The project plan is then submitted to the department and the Assurance and Technical Advisor for review. The project plan must be approved by the department’s II Program Oversight, Assurance and Governance committee before further work on the proposal can proceed.

Step 4: Proposal Development

The business advisor works with proponents to undertake the research and analysis required to progress a proposal through the appropriate gateway.

Most proposals will need to progress as a pre-feasibility study to be assessed at Gate 2. This stage typically takes three to four months, with a mid-project review of progress that may further refine a proposal.

Regardless of the Gate, a proposal is assessed against the appropriate information requirements to determine whether or not it will be further developed. While certain information is mandatory at a given gateway, the department will consider all relevant information made available by the proponent and its allocated business advisor.

The business advisor will assist in all aspects of the pre-feasibility, feasibility and strategic business case development as relevant to the proposal. The studies will become more detailed and complex as an idea progresses through the gateways; however, the gateway road map is designed to build on the work previously undertaken.

Also, across all Gates, the “economy of effort principle” applies. That is, the detail and robustness of the information required by the department will reflect the complexity of the proposal.

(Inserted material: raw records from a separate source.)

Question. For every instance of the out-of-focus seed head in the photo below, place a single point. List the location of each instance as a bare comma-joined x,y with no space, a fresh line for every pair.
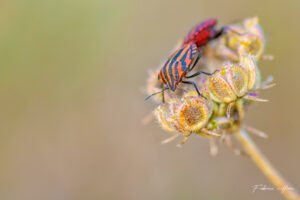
193,112
252,25
228,84
243,39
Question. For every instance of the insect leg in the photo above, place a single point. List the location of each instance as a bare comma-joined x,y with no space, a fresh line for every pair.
148,97
195,86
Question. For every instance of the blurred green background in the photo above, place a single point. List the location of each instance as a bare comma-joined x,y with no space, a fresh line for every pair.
71,84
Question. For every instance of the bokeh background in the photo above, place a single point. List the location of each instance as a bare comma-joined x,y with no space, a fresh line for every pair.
71,101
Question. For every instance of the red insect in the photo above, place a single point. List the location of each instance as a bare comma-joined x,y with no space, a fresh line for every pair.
176,67
204,32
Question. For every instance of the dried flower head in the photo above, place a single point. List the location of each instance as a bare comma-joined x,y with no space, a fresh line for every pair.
226,92
241,39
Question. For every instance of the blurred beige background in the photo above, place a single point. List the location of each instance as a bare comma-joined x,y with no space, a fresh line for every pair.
71,101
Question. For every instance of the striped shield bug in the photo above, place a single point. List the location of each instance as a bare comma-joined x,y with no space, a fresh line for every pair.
204,32
175,69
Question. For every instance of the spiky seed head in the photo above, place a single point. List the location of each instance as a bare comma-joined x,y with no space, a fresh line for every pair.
163,117
193,112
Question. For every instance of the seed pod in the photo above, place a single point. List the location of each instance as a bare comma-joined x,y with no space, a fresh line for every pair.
228,84
247,38
252,25
249,64
162,117
193,112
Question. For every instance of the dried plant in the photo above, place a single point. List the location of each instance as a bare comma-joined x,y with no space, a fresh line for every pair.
227,95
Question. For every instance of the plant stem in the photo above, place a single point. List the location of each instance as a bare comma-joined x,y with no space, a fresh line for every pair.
265,166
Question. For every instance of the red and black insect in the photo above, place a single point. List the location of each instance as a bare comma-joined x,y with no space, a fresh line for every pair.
202,33
176,67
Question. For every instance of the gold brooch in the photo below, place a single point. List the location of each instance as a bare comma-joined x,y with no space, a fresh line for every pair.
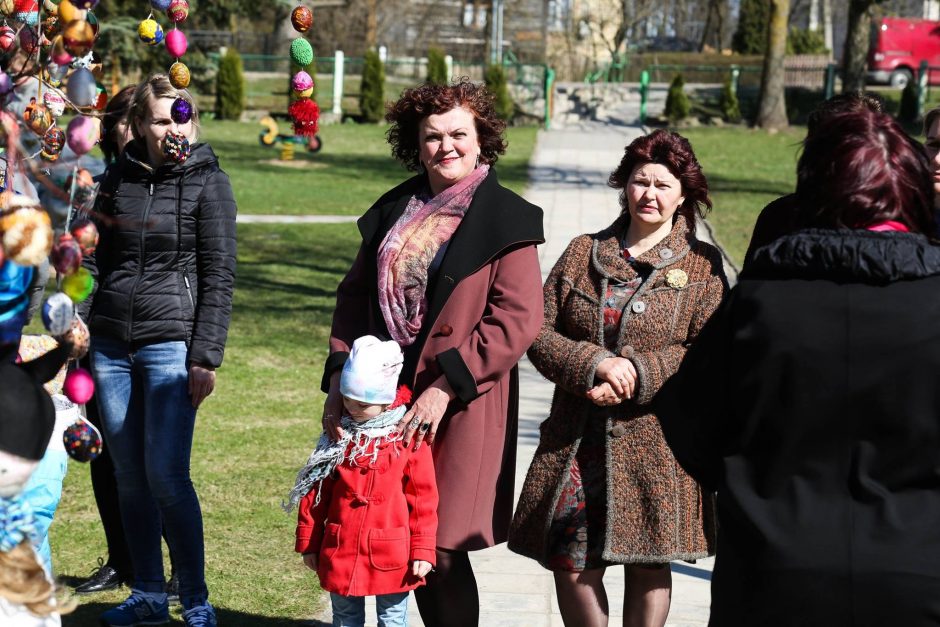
677,278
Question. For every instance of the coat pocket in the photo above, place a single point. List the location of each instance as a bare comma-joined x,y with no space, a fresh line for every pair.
388,548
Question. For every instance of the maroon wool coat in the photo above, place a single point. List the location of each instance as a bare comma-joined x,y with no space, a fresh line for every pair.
484,310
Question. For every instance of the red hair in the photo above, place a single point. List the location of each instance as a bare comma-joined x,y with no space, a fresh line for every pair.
861,168
673,151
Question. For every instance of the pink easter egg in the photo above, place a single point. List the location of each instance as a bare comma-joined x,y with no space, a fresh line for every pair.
79,386
176,43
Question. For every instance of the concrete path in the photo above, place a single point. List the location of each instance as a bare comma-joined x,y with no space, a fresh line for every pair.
569,173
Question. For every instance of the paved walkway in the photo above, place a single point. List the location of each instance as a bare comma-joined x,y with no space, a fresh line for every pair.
569,173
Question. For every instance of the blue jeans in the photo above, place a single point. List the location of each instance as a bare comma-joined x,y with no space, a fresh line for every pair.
391,610
148,419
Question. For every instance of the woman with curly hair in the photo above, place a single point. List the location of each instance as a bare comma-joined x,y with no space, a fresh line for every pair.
621,307
448,269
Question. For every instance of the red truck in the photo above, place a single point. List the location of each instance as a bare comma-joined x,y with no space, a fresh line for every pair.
898,45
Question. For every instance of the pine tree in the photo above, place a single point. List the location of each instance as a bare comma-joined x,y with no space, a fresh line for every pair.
372,88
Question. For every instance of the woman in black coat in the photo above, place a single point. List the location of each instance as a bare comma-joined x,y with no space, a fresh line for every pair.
810,401
165,269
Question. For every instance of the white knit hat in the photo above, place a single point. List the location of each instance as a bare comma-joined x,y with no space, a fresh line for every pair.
371,372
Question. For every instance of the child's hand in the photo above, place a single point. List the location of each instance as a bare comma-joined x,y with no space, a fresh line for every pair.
420,568
310,561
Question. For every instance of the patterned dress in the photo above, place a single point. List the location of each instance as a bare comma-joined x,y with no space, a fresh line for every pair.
579,525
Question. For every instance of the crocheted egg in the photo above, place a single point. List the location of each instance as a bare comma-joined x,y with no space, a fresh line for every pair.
58,311
81,87
79,386
83,133
301,18
179,75
149,32
181,111
176,43
178,11
301,52
54,102
27,236
82,441
78,286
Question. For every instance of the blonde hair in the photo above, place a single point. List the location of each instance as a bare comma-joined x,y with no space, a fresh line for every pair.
158,86
23,581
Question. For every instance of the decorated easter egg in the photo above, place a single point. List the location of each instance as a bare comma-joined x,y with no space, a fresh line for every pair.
179,75
86,234
301,18
79,386
176,43
57,313
78,286
83,133
81,87
301,52
27,236
78,37
178,11
149,32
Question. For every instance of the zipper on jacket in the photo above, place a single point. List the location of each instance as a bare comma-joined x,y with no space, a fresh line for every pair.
140,263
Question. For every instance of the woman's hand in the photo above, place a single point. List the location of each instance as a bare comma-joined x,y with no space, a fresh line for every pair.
604,395
201,383
620,373
333,409
421,421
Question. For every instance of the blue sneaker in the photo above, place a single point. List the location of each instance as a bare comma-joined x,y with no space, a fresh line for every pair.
200,616
139,609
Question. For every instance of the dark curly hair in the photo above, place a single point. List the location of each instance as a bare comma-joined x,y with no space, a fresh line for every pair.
673,151
417,103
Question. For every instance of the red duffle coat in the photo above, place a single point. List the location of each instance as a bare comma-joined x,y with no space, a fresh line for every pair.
373,520
484,310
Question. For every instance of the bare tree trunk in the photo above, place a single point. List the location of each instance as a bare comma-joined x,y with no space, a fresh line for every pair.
772,110
857,41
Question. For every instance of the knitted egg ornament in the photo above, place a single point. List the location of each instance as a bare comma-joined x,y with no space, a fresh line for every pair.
301,18
176,43
179,75
301,52
149,32
178,11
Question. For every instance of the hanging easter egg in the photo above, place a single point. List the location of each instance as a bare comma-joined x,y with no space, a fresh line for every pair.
37,117
181,111
302,84
27,236
53,141
82,134
78,286
54,102
78,37
178,11
179,75
301,52
149,32
79,386
86,234
301,18
57,312
176,43
81,88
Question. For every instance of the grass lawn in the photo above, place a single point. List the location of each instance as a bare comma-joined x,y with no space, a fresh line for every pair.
352,170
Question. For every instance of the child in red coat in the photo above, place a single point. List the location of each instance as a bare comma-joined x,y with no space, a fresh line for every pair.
367,520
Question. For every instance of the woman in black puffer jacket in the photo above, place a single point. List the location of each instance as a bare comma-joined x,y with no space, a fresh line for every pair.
165,269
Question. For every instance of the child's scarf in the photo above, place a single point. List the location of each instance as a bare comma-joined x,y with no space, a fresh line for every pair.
359,439
409,248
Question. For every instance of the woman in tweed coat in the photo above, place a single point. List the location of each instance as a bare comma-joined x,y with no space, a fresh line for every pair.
621,307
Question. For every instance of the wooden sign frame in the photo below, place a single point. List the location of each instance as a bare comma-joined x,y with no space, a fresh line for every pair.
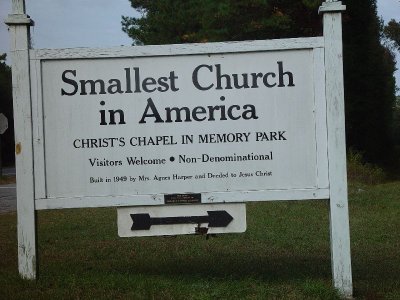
26,112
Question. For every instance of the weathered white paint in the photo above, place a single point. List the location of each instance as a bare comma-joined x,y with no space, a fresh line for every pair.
180,49
339,218
158,199
68,171
19,31
237,225
3,123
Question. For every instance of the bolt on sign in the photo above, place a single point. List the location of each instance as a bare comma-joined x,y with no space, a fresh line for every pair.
171,133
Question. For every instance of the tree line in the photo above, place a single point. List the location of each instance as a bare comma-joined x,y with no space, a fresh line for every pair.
372,120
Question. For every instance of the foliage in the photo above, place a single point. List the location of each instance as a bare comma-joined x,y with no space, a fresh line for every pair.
6,107
174,21
359,172
392,32
369,83
368,66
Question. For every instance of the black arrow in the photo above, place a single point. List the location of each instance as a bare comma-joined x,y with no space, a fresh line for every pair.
216,218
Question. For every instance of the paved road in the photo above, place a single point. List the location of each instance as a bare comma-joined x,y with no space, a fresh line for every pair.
8,171
8,194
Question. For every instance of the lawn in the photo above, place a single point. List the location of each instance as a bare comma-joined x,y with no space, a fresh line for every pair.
284,254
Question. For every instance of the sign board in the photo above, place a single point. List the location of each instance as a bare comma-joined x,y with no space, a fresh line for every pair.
181,219
203,124
3,123
221,120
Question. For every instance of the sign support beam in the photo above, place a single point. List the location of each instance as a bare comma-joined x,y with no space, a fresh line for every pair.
339,216
19,24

Depending on the complexity of the proposal, it is likely to take up to 12 months to progress through to Gate 4 and a final assessment of the strategic business case. Please note that passing Gate 1 and Gate 2 does not guarantee that the proposal will ultimately be developed into a strategic business case. While participation in the program will be at no financial cost to the proponent, they, must be able to dedicate in-kind support while working with the consultant.